UNC and EveryPoint's researchers applied the framework to Yahoo’s publicly available collection of 100 million crowd-sourced photos, containing images geographically distributed throughout the entire world. The program took 4.4 days to stream and cluster the entire 14-terabyte dataset on a single computer before building the 3D models of each of those sites. Stacked on top of each other, these photos would reach into the middle of the stratosphere of the earth (twice as high as airplane cruise altitude).
After the data association process is complete, sparse 3D models are built using the images. This process takes less than a day, bringing the total process to slightly more than five days.
EveryPoint specializes in solving industry challenges through real-time digitization of the physical world. URCV used the algorithm’s output to construct the 3D models via world-scale stereo modeling technology. Model results are based on EveryPoint's novel accuracy-driven view selection for precision scene reconstruction. To further improve the realism of the 3D scene models, a robust consensus-based depth map fusion is leveraged, along with an appearance correction. The world-scale stereo leverages a scalable, efficient multi-threaded implementation for faster modeling.
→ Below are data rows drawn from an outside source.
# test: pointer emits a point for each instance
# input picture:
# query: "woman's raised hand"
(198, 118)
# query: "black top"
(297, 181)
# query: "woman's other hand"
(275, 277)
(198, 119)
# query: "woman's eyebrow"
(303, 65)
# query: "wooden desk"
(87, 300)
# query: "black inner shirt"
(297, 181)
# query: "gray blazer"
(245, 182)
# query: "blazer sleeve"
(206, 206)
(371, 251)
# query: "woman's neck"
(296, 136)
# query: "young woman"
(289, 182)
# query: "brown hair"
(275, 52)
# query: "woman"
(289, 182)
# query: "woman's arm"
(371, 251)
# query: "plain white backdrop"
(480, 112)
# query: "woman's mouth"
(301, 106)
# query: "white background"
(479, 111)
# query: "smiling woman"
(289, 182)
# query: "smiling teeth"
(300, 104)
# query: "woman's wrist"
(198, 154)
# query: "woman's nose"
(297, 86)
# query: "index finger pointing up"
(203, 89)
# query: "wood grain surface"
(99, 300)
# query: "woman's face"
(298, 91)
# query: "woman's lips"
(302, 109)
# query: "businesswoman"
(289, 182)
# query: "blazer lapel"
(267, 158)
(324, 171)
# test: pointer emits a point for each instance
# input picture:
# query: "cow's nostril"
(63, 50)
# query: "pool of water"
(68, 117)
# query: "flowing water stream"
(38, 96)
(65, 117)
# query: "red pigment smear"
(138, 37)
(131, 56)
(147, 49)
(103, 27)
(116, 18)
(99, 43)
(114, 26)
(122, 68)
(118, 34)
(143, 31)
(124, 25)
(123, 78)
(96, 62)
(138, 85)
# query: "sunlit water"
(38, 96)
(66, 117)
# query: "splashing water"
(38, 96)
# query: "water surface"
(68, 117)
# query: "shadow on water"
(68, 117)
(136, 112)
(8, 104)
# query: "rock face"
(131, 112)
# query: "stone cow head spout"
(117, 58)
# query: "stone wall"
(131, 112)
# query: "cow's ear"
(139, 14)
David Boardman, CEO of EveryPoint said, “Being able to process billions of images into actionable data will power new business solutions that transform industries. Reconstructing the world’s landmarks so quickly is only one example of social application, pointing the way towards many future possibilities.”
Boardman described industry applications: “For example, imagine imagery streaming in from UAV, planes, cell phones, truck mounted cameras, and hard hat cameras enabling the reconstruction of mining and construction operations at any point in time. Or imagine imagery from the millions of self-driving cars in the future being leveraged to create up-to-the-second street maps. Think of the lives that would be saved if First Responders could see an up-to-the-minute model of an emergency scene before arriving.”
EveryPoint was recently honored to have assisted Smithsonian and Chilean scientists with technical assistance in 2014, by rapid reconstructing massive image sets from a large fossil site of ancient marine mammal skeletons in the Atacama Desert of Northern Chile.